Obwohl das Board keinen bemerkenswerten Beitrag zum Gesamtsieg der Alliierten leistete, diente es als Präzedenzfall für die zukünftige Zusammenarbeit zwischen Wissenschaftlern, Erfindern und dem US-Militär. Während des Krieges verbrachte Edison mehrere Monate auf einem Marineschiff im Long Island Sound und experimentierte mit Techniken zum Aufspüren und Identifizieren von U-Booten.

Die letzte experimentelle Arbeit in Edisons Leben entstand Ende der 1920er Jahre auf Anfrage von Henry Ford und Harvey Firestone. Sie baten Edison, eine Ersatzquelle für Kautschuk für die Verwendung in Autoreifen zu finden. Der bis dahin für Reifen verwendete Naturkautschuk stammte vom Kautschukbaum, der in den USA nicht wächst. Es wurde immer teurer.

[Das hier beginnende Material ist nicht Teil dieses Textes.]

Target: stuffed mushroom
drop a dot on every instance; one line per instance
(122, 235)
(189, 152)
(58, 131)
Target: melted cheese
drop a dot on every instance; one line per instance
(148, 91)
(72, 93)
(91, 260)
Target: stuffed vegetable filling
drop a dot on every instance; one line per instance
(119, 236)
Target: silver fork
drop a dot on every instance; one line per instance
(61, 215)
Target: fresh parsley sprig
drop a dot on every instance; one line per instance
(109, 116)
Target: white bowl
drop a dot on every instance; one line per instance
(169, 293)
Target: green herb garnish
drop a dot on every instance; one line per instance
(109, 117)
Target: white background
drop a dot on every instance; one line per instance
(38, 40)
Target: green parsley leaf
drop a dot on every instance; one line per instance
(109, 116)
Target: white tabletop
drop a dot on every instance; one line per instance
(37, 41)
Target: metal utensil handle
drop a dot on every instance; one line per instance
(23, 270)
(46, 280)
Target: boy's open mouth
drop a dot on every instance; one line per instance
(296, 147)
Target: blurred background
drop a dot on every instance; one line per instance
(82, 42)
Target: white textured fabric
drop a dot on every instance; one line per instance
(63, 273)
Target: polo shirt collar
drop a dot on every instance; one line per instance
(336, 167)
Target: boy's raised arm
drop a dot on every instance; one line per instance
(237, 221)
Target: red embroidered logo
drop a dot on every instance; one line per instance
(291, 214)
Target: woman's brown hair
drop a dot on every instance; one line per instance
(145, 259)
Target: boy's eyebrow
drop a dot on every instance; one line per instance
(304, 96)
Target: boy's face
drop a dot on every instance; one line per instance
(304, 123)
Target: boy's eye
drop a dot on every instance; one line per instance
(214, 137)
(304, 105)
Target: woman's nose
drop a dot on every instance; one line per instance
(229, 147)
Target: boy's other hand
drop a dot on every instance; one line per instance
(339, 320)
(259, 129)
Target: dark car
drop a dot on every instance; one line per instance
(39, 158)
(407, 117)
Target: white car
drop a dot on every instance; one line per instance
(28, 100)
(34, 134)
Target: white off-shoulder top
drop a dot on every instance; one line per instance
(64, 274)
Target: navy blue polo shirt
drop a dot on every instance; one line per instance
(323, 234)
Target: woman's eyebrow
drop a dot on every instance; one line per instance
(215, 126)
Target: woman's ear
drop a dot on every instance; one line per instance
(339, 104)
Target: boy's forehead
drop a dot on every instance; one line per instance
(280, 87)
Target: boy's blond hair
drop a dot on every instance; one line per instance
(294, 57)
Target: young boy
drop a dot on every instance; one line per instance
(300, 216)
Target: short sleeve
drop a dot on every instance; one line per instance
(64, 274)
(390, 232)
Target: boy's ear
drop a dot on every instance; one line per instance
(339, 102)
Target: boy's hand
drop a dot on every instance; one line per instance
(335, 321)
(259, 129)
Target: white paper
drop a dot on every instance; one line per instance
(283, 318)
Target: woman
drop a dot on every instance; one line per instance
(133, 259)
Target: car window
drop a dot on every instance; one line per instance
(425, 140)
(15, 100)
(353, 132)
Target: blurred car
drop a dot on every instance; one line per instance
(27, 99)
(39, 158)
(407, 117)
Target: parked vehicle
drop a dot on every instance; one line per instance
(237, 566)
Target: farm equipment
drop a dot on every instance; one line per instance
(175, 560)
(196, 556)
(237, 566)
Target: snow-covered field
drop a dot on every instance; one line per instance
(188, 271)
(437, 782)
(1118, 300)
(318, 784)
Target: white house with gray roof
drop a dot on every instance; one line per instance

Edison testete Tausende verschiedener Pflanzen, um eine geeignete Alternative zu finden, und fand schließlich eine Art von Goldrute-Unkraut, die genug Gummi produzieren konnte, um praktikabel zu sein. Edison arbeitete zum Zeitpunkt seines Todes noch daran.

Edison erhielt sein letztes Patent (sein 1093.) im Alter von 83 Jahren. Er starb am 18. Oktober 1931 in New Jersey. Unzählige Einzelpersonen, Gemeinschaften und Unternehmen auf der ganzen Welt erkannten, dass sein Tod das Ende einer Ära im Fortschritt der Zivilisation markierte.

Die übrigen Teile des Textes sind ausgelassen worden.